For those of us who have been fighting for 20-30 years with no luck or improvement we need these new ideas (like XMRV) and new drugs (like the ARV's).
 

taniaaust1

Senior Member
Messages
13,054
Location
Sth Australia
From being happy and hopeful about XMRV and WPI I have passed to have bad feelings about them for this sort of things. Why are they offering the test (and spending a lot of money) when nothing is yet proven. The positive ones feel devastated... and so do the negatives... and all for no reason because it means nothing yet. What is the point of this?

They offered the test as they want to help those with ME as soon as possible.

Everyone knew it wasnt an "approved" test and that things were still in the process of being proven. I dont see how anyone can blame the WPI as they were always trying to do what is best for us and they clearly believed in their "unproven" test.

Those who got themselves emotionally invested in something unproven which everyone knew was unproven.. are now angry and wanting to blame instead of trying to be grateful that there are those out there who wish to help us ASAP and trying to do all they can to do that.

I sometimes feel annoyed at this community for trying to blame their own choices when they turn out to be maybe not the best ones on others, (esp blaming those who do have their hearts in the right place when it comes to us). Nothing was ever hidden with all this. Everyone knew testing was controversial (not proven as yet) and the tests werent standarditsed or properly recognised.

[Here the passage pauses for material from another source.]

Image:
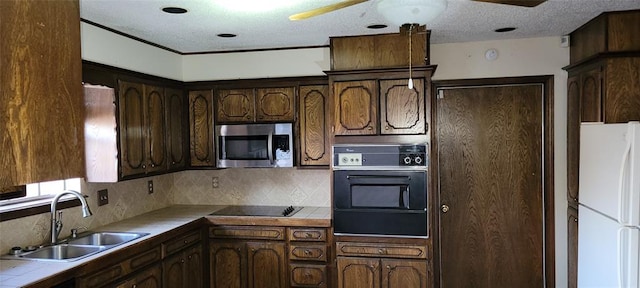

Taking unapproved tests is gambling. It could of been a good gamble or a bad one.. all depended on how it turned out. Lots of people gambled. Maybe people shouldnt gamble if they arent prepared for any outcome. (There is nothing at all wrong with gambling but I cant see how people can be crying things arent right or blaming when they do).

(ankup dont take my post as solely directed at you as it isnt directed at anyone in particular.. Im just sick of hearing so many different people complain for own choices which turned out possibly bad choices .. no self responsiblity.
The situation is no different from someone who chooses to do an "experiemental" ME/CFS treatment but then goes and gets mad as it dont work).